What is the polar double integral for a given solid?

[jwxie]

Homework Statement

Compute the indicated solid in POLAR COORDINATE using double integrals.

Below z = 4 - x^2 - y^2, z = x^2 + y^2, between y = x and y = 0.

Homework Equations

The Attempt at a Solution

First of all, the integrand is z = 4 - x^2-y^2 which in polar is 4 - r^2

The limit for the region D in polar is the intersections of y = x, y = 0 of the circle. To find that particular circle I think we have to solve the two z equations, which give us x^2 + y^2 = 2 in the end. This is a circle with radius 2

The limit of region D is 0 <= r <= sqrt(2), and for theta (i use x) is 0 <= x < pi/6
I am not sure whether pi/6 is really the intersecting point of y = x on the circle... Please cofirm that...

This will give us the double integrals
integral (0 to pi/6) integral (0 to sqrt(2) (4 - r^2)r dr d theta

I think this give us pi/2 which is right from the book. But the book only gave pi/2 there is no work shown so I can't tell whether my work is right or not.

Please tell me if I am wrong in the limit of integrations.
Thankyou.

 

[Raskolnikov]

Below z = 4 - x^2 - y^2, z = x^2 + y^2, between y = x and y = 0.

Are you sure it's not below z = 4 - r^2...and above z = r^2? Because It doesn't make much sense if it's below both.

First of all, the integrand is z = 4 - x^2-y^2 which in polar is 4 - r^2

mhmm...good so far.

The limit for the region D in polar is the intersections of y = x, y = 0 of the circle. To find that particular circle I think we have to solve the two z equations, which give us x^2 + y^2 = 2 in the end. This is a circle with radius 2

No, sorry this doesn't work. First of all, x^2 + y^2 = 2 is a circle with radius sqrt(2), not 2. Regardless of that, however, you are not finding your region D correctly. The region D is the bounded by the trace of the paraboloid z=4-r^2 onto the xy-plane; i.e., where z=0. Can you figure out what type of curve the paraboloid traces here?

The limit of region D is 0 <= r <= sqrt(2), and for theta (i use x) is 0 <= x < pi/6
I am not sure whether pi/6 is really the intersecting point of y = x on the circle... Please cofirm that...

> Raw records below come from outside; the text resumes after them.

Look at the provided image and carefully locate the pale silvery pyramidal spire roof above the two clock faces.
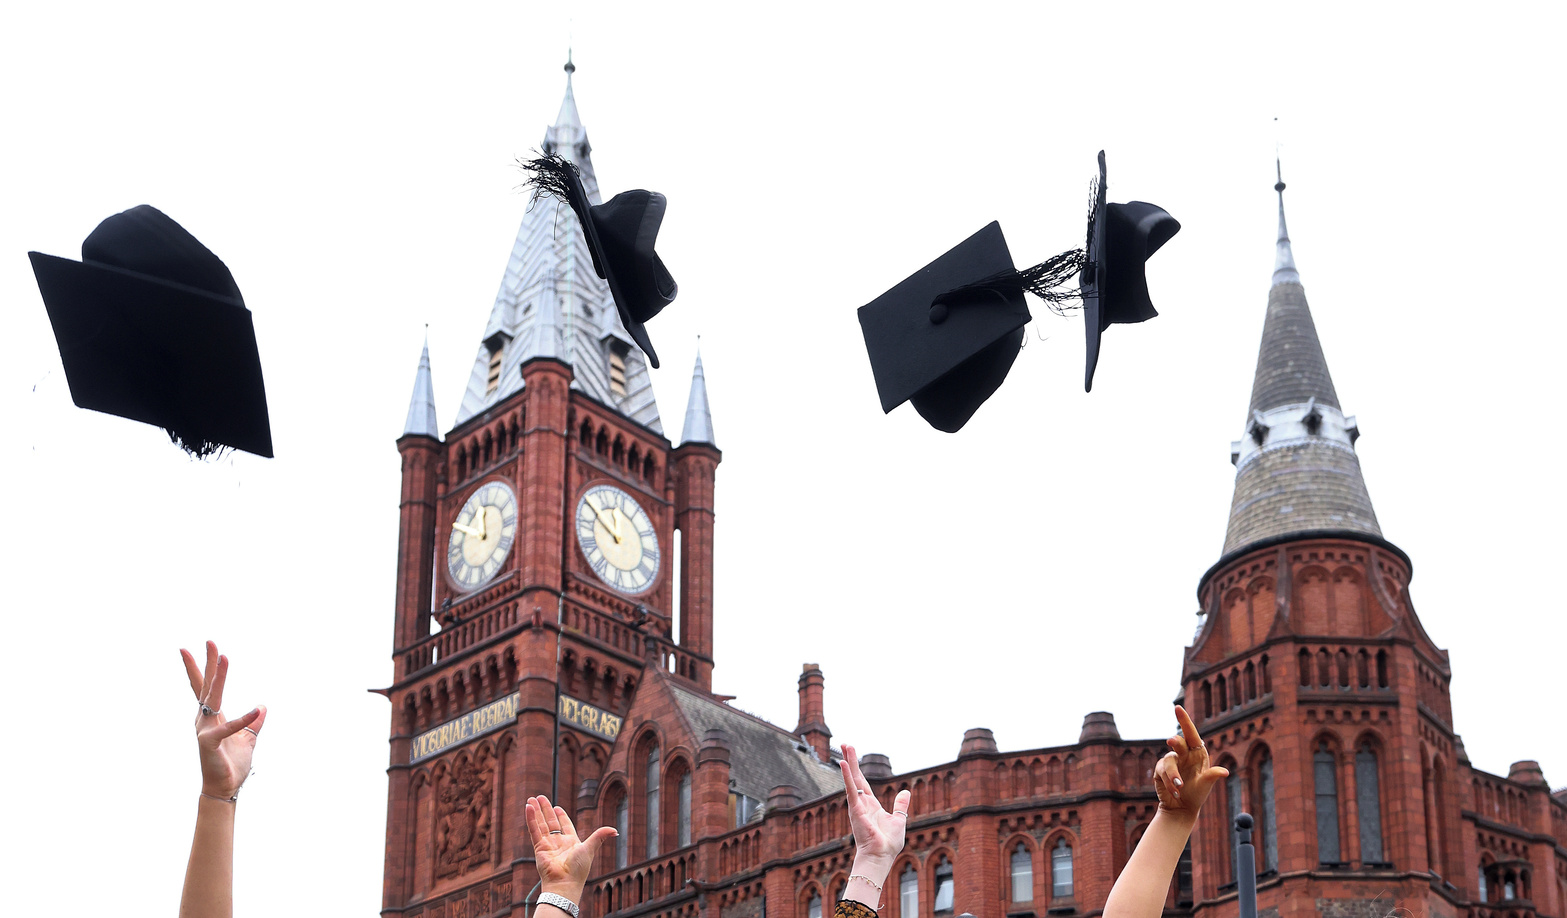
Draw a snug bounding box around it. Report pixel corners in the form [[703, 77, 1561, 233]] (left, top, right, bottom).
[[458, 61, 664, 434]]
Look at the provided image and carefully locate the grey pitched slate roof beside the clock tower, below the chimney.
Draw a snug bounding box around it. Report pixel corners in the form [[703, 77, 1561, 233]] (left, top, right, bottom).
[[669, 680, 843, 802]]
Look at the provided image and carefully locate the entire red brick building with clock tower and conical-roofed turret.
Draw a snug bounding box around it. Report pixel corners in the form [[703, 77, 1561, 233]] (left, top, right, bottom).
[[382, 64, 1567, 918]]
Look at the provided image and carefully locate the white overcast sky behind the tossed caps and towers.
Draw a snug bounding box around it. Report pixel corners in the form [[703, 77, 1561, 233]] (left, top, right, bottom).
[[0, 3, 1567, 916]]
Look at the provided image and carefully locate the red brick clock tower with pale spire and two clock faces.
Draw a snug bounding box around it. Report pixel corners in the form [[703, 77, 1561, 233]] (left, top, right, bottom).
[[378, 55, 721, 918]]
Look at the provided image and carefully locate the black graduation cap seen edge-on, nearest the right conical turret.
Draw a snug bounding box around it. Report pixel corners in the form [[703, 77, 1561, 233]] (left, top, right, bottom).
[[1078, 150, 1180, 392]]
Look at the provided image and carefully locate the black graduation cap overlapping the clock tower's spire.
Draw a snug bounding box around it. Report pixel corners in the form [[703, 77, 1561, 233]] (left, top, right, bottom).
[[522, 154, 680, 370]]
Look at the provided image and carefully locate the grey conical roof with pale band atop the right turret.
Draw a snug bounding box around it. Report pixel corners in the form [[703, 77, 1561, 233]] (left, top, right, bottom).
[[1224, 169, 1382, 555]]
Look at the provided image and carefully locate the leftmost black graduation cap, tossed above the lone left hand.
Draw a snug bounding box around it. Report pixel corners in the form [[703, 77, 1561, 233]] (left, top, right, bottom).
[[28, 204, 273, 457]]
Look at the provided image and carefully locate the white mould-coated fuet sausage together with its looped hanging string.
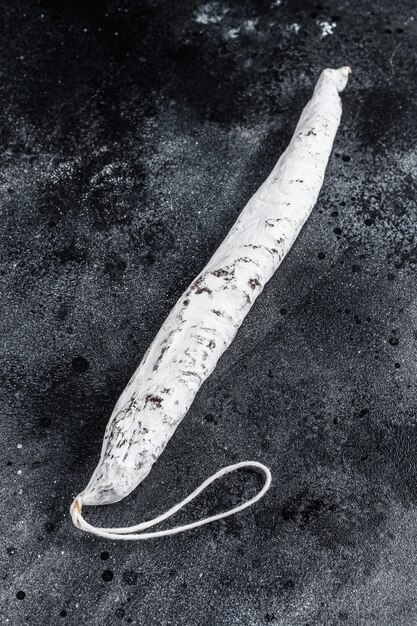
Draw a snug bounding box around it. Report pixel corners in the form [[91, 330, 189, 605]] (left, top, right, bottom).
[[71, 67, 350, 540]]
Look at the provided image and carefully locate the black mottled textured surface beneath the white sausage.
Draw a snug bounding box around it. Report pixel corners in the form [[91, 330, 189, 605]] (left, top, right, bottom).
[[0, 0, 417, 626]]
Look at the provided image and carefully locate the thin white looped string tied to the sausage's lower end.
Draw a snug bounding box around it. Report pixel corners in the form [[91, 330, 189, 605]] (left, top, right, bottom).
[[71, 461, 272, 541]]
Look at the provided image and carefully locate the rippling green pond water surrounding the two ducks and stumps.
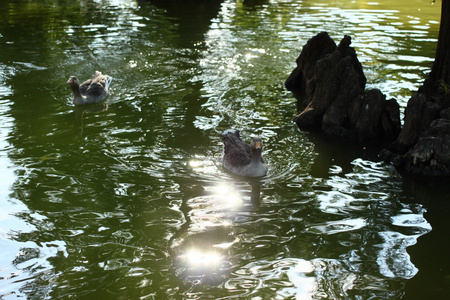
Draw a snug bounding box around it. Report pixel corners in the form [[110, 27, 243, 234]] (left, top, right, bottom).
[[0, 0, 450, 299]]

This will give us the double integrals
integral (0 to pi/6) integral (0 to sqrt(2) (4 - r^2)r dr d theta

I think this give us pi/2 which is right from the book. But the book only gave pi/2 there is no work shown so I can't tell whether my work is right or not.

Please tell me if I am wrong in the limit of integrations.
Thankyou.

The region D is pretty. The limits of r are from 0 to some integer (which I'll leave you to figure out from my notes above). The problem asks for the volume bounded by the two paraboloids between the planes y=x and y=0. You use these two equations to find the limits for theta. Once again, you look at the xy-plane where your region D lies. What is theta when y=0? What is theta when y=x? These two values become your limits for theta.

And, yes, the final answer is pi/2.

I hope this helps. Good luck.

 

[benorin]

Your integrand lacks the lower boundary, and the angle between y=0 and y=x is Pi/4. Fixing these gives Pi/2 as well, the correct answer.